/ docker

The dangers of pulling :latest

On a wonderful sunny Sunday morning, I spent a good few hours sweating over my server in the hopes of restoring a partially corrupted and misconfigured database. Why? Because I was pulling mysql:latest.

This should serve as a case study for those that live on the edge - it's not always wise to continually pull the latest build of your favourite server applications. Updates have the potential to break backwards compatibility.

So, what happened? On 19th April 2018, the docker image for MySQL moved its latest tag from the stable 5.7 branch over to the stable 8.0 branch. This resulted in many users of the image reporting issues when pulling down the newer build of the database software - issues I unfortunately experienced myself.

I use a multitude of our own Docker images, so I get into the habit of refreshing my apps once a week. This includes stopping and removing all containers, pulling the latest version of the images down, then rebuilding all containers. Within that list lies the MySQL image, which I was foolishly pulling from latest. Of course, updating an existing database across three major versions is going to cause all kinds of pain. If there is one category of software you absolutely do not want to change often, it's the DBMS.

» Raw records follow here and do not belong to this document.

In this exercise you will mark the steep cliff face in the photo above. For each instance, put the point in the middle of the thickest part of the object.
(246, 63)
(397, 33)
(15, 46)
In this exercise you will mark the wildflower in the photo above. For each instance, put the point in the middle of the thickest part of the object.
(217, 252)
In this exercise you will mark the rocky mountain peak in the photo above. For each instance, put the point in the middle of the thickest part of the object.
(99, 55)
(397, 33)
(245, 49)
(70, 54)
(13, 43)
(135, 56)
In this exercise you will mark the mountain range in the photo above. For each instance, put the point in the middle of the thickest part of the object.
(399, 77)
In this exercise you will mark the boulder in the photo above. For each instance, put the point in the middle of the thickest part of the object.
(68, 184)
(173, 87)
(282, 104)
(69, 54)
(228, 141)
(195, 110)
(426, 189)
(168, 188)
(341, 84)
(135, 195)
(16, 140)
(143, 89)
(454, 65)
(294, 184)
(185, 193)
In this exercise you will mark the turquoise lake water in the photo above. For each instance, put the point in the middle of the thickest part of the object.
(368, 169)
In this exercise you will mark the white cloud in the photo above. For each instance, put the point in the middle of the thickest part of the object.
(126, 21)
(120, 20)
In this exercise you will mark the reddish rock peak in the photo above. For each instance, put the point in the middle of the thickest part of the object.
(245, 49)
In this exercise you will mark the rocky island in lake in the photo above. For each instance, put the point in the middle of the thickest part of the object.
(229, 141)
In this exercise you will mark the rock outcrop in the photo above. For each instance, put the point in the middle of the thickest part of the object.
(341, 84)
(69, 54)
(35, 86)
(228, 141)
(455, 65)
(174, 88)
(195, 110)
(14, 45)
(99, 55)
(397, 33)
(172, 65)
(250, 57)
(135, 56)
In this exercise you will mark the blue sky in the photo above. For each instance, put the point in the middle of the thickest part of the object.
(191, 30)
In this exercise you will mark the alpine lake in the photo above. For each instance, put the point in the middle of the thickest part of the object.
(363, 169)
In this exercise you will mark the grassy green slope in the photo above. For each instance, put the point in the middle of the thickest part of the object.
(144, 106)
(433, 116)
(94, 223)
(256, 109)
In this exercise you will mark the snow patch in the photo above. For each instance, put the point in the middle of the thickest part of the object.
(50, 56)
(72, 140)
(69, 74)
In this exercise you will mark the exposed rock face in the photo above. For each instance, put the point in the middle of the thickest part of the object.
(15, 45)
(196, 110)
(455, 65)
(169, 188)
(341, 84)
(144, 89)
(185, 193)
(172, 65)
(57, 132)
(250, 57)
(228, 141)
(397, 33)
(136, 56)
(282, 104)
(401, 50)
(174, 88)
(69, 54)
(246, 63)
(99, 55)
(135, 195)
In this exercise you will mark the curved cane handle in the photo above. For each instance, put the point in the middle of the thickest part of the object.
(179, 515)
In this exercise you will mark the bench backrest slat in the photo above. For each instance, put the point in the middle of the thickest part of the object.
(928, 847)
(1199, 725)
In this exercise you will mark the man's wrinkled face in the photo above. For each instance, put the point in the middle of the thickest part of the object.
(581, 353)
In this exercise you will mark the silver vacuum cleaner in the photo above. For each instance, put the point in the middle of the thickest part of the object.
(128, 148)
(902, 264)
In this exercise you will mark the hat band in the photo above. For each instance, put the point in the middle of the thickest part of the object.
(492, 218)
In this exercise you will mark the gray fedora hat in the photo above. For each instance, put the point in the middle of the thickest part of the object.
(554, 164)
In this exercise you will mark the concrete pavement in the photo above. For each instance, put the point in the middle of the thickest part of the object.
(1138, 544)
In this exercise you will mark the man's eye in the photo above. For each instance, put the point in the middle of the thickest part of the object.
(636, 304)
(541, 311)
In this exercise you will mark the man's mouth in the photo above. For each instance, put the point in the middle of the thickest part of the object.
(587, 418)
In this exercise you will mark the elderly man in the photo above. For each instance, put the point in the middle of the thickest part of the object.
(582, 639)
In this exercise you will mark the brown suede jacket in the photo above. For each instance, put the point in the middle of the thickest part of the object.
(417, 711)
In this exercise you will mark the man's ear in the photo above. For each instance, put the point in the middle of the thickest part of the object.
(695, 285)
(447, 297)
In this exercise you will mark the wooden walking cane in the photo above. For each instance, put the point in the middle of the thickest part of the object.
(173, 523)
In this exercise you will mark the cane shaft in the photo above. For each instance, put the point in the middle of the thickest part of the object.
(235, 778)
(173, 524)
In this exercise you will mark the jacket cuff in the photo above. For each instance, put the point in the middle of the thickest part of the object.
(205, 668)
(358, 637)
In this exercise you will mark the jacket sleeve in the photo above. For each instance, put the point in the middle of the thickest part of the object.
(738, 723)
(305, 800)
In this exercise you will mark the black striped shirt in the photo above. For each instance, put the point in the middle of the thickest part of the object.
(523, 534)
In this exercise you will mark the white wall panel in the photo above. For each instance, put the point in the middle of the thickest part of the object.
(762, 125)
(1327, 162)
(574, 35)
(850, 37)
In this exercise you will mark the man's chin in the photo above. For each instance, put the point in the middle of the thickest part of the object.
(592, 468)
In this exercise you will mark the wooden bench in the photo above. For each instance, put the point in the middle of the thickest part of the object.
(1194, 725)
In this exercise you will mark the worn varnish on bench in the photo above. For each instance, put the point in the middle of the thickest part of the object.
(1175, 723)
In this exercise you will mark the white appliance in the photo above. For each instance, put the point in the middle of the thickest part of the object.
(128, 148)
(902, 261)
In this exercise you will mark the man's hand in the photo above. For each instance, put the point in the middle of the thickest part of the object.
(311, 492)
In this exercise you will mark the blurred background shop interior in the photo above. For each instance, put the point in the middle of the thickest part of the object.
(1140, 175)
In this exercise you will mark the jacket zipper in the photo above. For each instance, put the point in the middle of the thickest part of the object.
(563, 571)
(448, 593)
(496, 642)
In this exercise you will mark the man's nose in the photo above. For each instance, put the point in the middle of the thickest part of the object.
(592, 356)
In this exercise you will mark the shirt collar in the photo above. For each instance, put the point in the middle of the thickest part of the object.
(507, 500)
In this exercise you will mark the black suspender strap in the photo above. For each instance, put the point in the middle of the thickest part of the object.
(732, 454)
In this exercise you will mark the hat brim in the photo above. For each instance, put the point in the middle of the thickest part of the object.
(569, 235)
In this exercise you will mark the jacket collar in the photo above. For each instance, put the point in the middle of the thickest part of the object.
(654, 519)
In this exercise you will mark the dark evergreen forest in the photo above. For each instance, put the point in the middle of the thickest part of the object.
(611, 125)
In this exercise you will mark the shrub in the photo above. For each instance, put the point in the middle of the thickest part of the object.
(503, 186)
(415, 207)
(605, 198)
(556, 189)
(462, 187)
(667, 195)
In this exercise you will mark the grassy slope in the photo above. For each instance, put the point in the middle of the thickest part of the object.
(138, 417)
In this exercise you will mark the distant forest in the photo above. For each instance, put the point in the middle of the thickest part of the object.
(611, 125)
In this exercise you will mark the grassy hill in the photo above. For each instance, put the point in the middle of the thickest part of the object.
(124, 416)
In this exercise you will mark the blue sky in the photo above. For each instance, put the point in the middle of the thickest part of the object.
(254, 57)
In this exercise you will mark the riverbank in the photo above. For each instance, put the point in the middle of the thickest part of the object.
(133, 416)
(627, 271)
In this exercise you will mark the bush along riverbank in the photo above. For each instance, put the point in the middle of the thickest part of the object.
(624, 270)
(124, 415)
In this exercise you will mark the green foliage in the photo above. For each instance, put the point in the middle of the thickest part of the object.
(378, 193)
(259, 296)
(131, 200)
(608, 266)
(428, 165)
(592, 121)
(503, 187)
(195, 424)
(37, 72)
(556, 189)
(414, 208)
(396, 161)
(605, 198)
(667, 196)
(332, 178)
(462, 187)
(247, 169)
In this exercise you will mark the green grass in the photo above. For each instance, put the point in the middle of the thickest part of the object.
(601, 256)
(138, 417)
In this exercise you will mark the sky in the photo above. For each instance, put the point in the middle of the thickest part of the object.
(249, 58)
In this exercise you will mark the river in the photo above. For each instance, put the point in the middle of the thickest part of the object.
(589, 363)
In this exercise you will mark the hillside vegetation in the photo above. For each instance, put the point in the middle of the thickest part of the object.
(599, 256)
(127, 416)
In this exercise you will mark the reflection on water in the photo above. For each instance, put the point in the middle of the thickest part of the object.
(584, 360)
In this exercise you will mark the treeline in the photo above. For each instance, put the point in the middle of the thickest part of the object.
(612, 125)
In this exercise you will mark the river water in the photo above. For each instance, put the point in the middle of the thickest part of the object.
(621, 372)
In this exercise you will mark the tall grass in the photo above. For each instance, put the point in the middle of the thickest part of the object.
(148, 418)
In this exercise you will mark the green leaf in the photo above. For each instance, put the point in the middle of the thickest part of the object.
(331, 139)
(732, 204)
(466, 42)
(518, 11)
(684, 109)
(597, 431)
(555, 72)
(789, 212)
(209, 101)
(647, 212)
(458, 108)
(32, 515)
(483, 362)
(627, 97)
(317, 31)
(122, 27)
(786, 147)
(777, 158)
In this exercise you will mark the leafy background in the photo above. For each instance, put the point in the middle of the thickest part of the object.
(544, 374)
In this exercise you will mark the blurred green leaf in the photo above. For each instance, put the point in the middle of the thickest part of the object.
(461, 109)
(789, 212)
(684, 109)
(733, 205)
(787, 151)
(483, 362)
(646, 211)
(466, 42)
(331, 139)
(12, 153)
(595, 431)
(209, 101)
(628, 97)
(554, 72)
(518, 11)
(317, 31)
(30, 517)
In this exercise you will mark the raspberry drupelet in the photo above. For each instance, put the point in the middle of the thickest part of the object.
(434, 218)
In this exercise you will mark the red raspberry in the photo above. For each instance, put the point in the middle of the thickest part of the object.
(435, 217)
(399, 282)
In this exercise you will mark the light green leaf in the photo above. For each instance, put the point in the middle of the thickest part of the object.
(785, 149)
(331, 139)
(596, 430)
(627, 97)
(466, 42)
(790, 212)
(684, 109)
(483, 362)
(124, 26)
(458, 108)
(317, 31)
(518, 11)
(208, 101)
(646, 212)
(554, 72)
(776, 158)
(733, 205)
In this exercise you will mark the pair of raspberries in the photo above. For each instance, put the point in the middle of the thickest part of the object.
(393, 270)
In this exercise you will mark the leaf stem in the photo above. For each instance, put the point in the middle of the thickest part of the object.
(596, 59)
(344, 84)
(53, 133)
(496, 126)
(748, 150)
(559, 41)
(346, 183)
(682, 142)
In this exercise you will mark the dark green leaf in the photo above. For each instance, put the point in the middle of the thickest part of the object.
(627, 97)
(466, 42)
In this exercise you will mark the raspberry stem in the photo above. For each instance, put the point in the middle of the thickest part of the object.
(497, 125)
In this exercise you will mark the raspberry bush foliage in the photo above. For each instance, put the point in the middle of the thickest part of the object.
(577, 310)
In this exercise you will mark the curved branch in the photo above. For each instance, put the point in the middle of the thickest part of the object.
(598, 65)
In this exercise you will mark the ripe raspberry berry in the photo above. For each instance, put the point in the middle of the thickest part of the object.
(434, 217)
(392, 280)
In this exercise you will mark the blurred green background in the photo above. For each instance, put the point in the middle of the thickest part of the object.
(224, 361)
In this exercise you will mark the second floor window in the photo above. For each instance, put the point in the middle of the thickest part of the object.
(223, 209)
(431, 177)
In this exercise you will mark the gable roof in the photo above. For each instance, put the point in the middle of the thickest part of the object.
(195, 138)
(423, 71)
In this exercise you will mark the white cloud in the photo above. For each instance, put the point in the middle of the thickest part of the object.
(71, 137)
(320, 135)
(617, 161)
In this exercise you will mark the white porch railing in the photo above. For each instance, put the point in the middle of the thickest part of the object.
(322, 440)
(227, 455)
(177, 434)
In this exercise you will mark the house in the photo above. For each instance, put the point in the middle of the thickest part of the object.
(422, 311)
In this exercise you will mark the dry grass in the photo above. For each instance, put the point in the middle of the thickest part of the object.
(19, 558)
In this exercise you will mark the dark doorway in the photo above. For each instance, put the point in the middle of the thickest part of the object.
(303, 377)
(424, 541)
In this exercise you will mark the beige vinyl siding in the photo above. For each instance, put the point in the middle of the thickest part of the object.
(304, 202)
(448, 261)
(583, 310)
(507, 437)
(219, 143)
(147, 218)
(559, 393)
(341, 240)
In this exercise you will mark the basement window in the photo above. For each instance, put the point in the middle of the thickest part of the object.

Of course, it's not always a dangerous game to play - other software suites are perfectly safe to update regularly, but it's important to understand the side-effects that potential major (or even in some cases, minor) version updates will have on your persisted data.

Thankfully, I back up all of my application data on a regular basis using Duplicati, which we also provide via a Docker image. After having remembered I indeed had a semi-recent backup of my database, I removed my (now messed up v8.0) container for MySQL, restored my 5.7 version of the database, locked my MySQL image to 5.7, then rebuilt. Presto, I'm back in business.

Remember, latest really does mean latest, so ask yourself, do you need to be running the bleeding edge?